We have not addressed whether the presence of H1 also has repercussions for H3.3 incorporation, or indeed for histone turnover and the processes that cause it. In vitro, H1 is a strong suppressor of nucleosome remodelling and transcription. We could not achieve significant knockdown of H1 (data not shown). In our H3.3 RNAi experiments, the observed transcriptional changes were not correlated with H1 changes, suggesting that H1 does not influence transcription in a simple, direct manner in vivo. This idea is in agreement with the fact that in murine cells that have only half the normal H1, transcriptional changes are limited to specific sets of genes (Fan et al, 2005). In addition, drastic reduction of H1 is not lethal in flies, which might be expected if transcription was globally affected (Lu et al, 2009).

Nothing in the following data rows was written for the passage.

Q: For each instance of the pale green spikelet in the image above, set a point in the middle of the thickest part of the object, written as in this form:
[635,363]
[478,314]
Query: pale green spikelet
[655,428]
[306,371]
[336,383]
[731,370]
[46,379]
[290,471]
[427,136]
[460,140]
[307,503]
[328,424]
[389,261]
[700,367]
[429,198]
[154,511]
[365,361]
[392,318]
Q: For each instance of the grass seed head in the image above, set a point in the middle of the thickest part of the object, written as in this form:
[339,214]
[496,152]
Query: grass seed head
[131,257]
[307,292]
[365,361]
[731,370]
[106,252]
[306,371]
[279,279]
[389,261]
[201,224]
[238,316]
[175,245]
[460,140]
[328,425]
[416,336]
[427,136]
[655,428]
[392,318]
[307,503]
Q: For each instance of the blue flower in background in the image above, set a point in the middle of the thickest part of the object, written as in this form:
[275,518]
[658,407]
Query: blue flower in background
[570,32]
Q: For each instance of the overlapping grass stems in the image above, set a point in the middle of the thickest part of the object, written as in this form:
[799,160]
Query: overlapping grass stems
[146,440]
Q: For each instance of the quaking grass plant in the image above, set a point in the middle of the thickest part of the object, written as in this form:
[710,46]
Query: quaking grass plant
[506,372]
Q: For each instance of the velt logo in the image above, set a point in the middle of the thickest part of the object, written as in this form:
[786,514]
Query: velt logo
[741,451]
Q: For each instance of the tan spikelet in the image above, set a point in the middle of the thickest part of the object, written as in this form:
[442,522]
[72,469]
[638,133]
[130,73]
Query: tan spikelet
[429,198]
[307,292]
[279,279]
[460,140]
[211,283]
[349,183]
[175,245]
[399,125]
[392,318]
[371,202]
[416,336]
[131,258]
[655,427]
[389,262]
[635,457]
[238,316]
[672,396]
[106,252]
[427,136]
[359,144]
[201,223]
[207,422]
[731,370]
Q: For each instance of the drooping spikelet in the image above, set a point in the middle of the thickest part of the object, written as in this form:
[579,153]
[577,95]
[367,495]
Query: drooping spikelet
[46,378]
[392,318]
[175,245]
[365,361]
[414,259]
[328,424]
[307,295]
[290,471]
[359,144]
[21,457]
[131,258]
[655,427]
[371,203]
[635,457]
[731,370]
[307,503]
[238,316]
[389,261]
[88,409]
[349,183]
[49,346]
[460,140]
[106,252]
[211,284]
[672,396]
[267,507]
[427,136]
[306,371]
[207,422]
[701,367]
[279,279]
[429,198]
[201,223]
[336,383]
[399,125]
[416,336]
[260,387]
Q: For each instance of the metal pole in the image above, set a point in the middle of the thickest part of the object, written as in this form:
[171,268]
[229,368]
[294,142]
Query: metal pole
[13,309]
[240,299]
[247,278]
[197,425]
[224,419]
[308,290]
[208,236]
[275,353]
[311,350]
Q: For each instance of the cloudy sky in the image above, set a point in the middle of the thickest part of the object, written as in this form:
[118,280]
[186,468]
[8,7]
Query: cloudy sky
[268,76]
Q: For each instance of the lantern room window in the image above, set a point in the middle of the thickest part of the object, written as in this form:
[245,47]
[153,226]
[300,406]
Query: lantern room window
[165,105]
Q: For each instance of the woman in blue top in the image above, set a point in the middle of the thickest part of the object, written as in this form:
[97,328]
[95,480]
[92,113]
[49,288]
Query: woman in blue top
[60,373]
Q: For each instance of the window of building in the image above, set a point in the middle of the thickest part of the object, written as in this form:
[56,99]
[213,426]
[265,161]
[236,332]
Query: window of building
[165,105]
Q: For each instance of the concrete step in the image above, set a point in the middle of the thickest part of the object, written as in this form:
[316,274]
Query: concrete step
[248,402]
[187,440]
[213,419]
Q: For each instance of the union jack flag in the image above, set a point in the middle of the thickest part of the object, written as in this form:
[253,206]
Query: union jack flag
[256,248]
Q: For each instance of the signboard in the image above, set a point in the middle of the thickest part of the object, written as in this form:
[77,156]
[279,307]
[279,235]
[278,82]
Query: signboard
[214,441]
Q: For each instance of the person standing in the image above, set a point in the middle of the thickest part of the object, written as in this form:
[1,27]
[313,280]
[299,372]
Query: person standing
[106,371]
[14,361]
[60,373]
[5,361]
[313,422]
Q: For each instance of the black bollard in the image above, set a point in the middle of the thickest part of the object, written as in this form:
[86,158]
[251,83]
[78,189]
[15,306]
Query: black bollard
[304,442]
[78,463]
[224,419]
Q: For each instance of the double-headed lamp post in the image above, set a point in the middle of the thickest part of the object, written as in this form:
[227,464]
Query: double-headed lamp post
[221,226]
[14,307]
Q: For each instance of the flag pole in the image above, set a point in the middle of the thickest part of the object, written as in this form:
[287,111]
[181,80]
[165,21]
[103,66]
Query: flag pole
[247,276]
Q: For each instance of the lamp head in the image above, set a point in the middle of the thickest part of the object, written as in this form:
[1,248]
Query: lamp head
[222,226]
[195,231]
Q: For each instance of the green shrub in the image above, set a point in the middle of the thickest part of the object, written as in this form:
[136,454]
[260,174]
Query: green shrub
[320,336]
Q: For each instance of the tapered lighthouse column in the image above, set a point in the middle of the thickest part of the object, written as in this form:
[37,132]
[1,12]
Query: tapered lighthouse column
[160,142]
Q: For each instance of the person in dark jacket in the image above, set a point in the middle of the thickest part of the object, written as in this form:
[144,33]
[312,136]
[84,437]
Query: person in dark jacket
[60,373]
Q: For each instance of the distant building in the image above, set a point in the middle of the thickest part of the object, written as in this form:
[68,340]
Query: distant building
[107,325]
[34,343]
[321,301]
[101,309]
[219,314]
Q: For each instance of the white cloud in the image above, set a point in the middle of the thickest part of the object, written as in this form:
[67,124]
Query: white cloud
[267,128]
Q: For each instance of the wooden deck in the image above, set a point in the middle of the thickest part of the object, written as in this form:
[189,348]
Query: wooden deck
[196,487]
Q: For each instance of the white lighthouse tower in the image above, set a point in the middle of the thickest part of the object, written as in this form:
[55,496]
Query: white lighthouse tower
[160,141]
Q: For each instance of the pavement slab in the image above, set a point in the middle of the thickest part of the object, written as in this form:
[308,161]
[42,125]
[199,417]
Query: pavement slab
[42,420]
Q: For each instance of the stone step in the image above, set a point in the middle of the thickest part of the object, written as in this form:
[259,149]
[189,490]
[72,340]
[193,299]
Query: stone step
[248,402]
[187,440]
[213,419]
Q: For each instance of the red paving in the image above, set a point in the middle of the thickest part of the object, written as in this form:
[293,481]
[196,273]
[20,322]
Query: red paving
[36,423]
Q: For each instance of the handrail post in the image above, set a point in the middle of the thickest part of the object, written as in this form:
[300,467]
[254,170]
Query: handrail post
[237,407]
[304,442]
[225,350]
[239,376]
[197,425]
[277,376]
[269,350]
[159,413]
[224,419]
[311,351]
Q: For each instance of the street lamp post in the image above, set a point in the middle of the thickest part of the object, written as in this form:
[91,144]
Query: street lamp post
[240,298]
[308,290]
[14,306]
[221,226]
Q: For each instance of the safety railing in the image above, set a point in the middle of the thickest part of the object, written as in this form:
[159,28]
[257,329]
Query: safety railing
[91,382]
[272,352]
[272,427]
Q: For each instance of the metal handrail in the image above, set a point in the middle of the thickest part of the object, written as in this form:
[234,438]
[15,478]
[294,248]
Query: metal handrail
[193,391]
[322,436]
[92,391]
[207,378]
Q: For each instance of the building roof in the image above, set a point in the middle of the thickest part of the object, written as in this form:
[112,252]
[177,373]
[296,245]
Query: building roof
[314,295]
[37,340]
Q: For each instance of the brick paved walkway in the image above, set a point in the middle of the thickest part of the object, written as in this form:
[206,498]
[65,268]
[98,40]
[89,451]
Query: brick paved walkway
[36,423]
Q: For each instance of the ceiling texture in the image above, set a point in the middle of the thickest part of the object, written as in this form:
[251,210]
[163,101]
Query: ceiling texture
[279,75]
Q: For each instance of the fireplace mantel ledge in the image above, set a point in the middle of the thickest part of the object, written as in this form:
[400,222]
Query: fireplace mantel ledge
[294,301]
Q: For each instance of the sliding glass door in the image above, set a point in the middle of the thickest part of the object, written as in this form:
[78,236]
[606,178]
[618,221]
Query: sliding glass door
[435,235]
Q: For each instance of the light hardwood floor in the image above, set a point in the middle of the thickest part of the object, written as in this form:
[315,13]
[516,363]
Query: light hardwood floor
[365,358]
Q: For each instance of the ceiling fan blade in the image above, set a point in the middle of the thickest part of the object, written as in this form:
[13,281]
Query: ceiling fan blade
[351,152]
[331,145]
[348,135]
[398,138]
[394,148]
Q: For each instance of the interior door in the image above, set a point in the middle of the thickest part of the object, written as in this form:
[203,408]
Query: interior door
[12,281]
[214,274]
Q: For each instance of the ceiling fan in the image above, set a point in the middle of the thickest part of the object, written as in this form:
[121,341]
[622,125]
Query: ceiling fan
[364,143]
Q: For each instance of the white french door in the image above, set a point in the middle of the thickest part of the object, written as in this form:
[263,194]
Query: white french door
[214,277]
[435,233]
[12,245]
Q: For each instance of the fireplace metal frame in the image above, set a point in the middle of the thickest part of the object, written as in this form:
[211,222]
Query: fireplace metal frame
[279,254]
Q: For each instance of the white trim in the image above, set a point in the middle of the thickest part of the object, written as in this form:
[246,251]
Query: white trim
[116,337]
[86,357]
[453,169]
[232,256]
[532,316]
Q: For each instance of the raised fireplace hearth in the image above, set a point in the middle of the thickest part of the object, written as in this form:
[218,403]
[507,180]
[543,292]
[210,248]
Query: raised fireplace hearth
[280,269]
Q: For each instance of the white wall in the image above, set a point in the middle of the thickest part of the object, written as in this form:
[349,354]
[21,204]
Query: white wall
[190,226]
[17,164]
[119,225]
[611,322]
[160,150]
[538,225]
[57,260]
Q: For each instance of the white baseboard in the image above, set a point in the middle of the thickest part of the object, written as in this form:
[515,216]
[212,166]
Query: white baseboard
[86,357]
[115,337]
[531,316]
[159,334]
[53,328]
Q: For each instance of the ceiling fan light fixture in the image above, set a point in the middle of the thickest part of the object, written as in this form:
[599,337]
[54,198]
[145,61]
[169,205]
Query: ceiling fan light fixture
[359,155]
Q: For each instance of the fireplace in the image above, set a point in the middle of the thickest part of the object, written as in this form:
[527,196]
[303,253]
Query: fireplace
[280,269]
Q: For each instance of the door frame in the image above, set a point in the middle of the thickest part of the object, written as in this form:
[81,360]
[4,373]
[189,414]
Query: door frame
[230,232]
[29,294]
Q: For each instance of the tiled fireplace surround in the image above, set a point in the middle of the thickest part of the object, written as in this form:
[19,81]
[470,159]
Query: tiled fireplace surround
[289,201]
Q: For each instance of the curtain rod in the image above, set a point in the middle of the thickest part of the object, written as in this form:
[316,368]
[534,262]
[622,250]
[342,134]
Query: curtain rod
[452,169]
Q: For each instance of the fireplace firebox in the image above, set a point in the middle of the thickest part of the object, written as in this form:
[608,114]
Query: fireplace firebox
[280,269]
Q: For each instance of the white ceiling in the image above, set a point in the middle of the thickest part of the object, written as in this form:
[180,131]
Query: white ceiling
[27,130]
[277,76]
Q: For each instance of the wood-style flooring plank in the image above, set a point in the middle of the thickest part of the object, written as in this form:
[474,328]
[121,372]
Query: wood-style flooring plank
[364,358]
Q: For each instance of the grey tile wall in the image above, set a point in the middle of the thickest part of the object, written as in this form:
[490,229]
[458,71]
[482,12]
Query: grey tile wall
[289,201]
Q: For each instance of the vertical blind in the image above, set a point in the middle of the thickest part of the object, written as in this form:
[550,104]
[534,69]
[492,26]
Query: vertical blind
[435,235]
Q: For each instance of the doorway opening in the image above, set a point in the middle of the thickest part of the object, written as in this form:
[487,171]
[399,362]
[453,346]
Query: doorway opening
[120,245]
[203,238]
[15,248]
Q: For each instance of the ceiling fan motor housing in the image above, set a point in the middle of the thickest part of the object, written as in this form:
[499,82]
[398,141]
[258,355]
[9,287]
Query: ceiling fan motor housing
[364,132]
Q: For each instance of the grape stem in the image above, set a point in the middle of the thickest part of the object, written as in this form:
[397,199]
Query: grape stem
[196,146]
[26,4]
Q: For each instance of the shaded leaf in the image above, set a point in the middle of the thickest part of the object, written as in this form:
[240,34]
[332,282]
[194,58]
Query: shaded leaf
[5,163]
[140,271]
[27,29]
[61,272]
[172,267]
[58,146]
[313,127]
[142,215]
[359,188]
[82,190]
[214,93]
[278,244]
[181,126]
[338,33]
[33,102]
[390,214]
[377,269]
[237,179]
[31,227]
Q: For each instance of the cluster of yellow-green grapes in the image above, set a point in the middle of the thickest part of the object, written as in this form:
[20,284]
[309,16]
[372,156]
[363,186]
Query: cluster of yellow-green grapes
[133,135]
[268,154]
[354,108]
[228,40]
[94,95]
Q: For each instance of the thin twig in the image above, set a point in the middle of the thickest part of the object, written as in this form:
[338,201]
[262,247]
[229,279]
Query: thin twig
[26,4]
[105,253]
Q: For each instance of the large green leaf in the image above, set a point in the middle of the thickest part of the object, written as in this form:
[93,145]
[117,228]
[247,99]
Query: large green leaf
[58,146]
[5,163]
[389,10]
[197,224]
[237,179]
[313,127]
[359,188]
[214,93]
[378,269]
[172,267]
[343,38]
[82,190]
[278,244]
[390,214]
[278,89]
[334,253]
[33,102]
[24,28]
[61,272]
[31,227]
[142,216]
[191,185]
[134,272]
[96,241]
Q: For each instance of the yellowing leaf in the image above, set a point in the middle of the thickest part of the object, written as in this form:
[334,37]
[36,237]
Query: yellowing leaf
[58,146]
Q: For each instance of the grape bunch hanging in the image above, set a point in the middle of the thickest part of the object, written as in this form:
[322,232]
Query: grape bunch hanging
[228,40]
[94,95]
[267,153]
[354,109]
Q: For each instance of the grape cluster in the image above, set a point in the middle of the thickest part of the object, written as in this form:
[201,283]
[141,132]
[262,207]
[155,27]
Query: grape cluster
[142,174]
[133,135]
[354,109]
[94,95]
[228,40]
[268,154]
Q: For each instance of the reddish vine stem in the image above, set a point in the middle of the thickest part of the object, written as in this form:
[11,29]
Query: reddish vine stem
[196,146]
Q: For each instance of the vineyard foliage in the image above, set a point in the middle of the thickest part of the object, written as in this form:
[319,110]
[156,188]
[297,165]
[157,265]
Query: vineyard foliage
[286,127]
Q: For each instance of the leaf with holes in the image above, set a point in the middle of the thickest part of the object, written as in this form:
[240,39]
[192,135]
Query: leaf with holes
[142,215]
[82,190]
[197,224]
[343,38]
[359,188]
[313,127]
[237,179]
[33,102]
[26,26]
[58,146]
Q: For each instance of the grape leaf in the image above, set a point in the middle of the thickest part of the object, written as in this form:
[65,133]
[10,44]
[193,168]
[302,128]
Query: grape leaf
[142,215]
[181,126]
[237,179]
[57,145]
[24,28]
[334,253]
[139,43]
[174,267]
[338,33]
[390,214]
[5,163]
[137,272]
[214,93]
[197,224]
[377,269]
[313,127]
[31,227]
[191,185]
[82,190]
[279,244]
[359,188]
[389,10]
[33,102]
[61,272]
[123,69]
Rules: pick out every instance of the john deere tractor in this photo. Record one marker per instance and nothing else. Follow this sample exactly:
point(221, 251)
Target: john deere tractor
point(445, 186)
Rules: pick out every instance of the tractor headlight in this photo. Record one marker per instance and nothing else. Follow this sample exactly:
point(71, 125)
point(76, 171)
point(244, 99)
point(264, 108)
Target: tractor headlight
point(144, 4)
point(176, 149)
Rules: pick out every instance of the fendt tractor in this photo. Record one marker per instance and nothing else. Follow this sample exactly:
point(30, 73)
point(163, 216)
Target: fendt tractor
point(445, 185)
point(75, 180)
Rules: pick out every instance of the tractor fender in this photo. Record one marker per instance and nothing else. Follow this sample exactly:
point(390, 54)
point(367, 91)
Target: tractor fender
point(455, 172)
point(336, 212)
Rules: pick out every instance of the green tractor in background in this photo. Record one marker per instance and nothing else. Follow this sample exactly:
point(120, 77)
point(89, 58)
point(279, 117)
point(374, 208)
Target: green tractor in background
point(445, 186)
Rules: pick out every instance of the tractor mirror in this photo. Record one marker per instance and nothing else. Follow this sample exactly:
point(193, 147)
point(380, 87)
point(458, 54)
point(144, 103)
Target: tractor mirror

H3.3 has been implicated in maintaining tissue‐specific transcription patterns in somatic cloning experiments (Ng and Gurdon, 2008). We therefore speculate that a possible mechanism for active site maintenance involving H1 may be required only during differentiation.
Possible mechanisms of H1 exclusion by H3.3
The restriction that H3.3 exerts on H1 binding may occur by several possible mechanisms. First, amino acids and post‐translational modifications that distinguish H3.3 from H3 may regulate H1 binding to the nucleosome. Although the two H3 isoforms differ in only four amino acids, one of them (Ser 31 of H3.3, corresponding to alanine in H3) is located in the flexible N‐terminal tail that is thought to exit the nucleosome near the dyad, and could potentially be in contact with bound H1 (Davey et al, 2002). Furthermore, the two isoforms are known to carry distinct post‐translational modifications before and after they are assembled into nucleosomes (McKittrick et al, 2004; Loyola et al, 2006). Different modifications that exist in non‐nucleosomal mammalian H3 and H3.3 have been shown to impact their later modification states (Loyola et al, 2006). In such a way, different sets of modifications could permanently differentiate the two H3 isoforms.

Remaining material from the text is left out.